La estación de Montparnasse tiene una arquitectura transparente y desprovista de misterio, establece una distancia necesaria y suficiente entre las pantallas de información horaria y los puntos electrónicos de reserva de billetes, organiza con una redundancia adecuada la señalización que lleva a las vías de llegadas y salidas; así permite al individuo occidental de inteligencia media o superior llevar a cabo su desplazamiento con un mínimo de contactos, incertidumbre o pérdida de tiempo. Generalizando un poco más, toda la arquitectura contemporánea debe ser considerada como un enorme dispositivo de aceleración y de racionalización de los desplazamientos humanos; su ideal, en este aspecto, sería el sistema intercambiador de autopistas que hay cerca de Fontainebleau-Melun Sud.
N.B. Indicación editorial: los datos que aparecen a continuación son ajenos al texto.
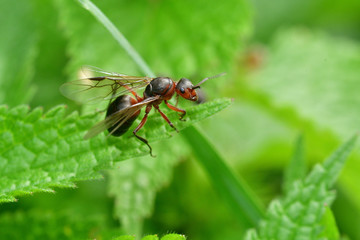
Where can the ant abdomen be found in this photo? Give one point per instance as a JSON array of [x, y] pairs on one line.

Del mismo modo, el conjunto arquitectónico que recibe el nombre de La Défense puede leerse como un puro dispositivo productivista, un dispositivo de aumento de la producción individual. Por localmente exacta que sea esta visión paranoide, es incapaz de dar cuenta de la uniformidad de las respuestas arquitectónicas propuestas para cubrir las diversas necesidades sociales (hipermercados, clubs nocturnos, edificios de oficinas, centros culturales y deportivos). Sin embargo, podemos progresar si consideramos que no sólo vivimos en una economía de mercado, sino, de forma más general, en una sociedad de mercado, es decir, en un espacio de civilización donde el conjunto de las relaciones humanas, así como el conjunto de las relaciones del hombre con el mundo, está mediatizado por un cálculo numérico simple donde intervienen el atractivo, la novedad y la relación calidad-precio. Esta lógica, que abarca tanto las relaciones eróticas, amorosas o profesionales como los comportamientos de compra propiamente dichos, trata de facilitar la instauración múltiple de tratos relacionales renovados con rapidez (entre consumidores y productos, entre empleados y empresas, entre amantes), para así promover una fluidez consumista basada en una ética de la responsabilidad, de la transparencia y de la libertad de elección.
Construir las secciones
La arquitectura contemporánea, por lo tanto, asume implícitamente un programa simple, que puede resumirse así: construir las secciones del hipermercado social. Lo consigue, por una parte, manifestando una fidelidad absoluta a la estética del casillero, y por otra, privilegiando el uso de materiales de granulometría débil o nula (metal, vidrio, materias plásticas). El empleo de superficies reflectantes o transparentes permite, además, una agradable desmultiplicación de estantes. En cualquier caso, se trata de crear espacios polimorfos, indiferentes, modulables (por otra parte, el mismo proceso afecta a la decoración de interiores: habilitar un apartamento en este fin de siglo es, en esencia, tirar las paredes, sustituirlas por tabiques móviles —que se moverán poco, porque no hay motivos para moverlos; pero lo principal es que exista la posibilidad de desplazamiento, que se cree un grado suplementario de libertad— y suprimir los elementos fijos de decoración: las paredes tienen que ser blancas, los muebles translúcidos). Se trata de crear espacios neutros donde puedan desplegarse libremente los mensajes informativo-publicitarios generados por el funcionamiento social, que además lo constituyen. Porque ¿qué producen esos empleados y directivos reunidos en La Défense? Hablando con propiedad, nada; de hecho, el proceso de producción material se ha vuelto, para ellos, absolutamente opaco. Se les transmite información numérica sobre los objetos del mundo. Esta información es la materia prima de estadísticas y cálculos; se elaboran modelos, se producen gráficos de decisión; al final de la cadena se toman decisiones y se reinyectan nuevas informaciones en el cuerpo social. La carne del mundo es sustituida por su imagen numerizada; el ser de las cosas es suplantado por el gráfico de sus variaciones. Polivalentes, neutros y modulares, los lugares modernos se adaptan a la infinidad de mensajes a los que deben servir de soporte. No pueden permitirse emitir un significado autónomo, evocar una atmósfera concreta; por lo tanto, no pueden tener belleza, ni poesía; ni, en general, el menor carácter propio. Despojados de cualquier carácter individual y permanente, y con esta condición, están preparados para acoger la pulsación indefinida de lo transitorio.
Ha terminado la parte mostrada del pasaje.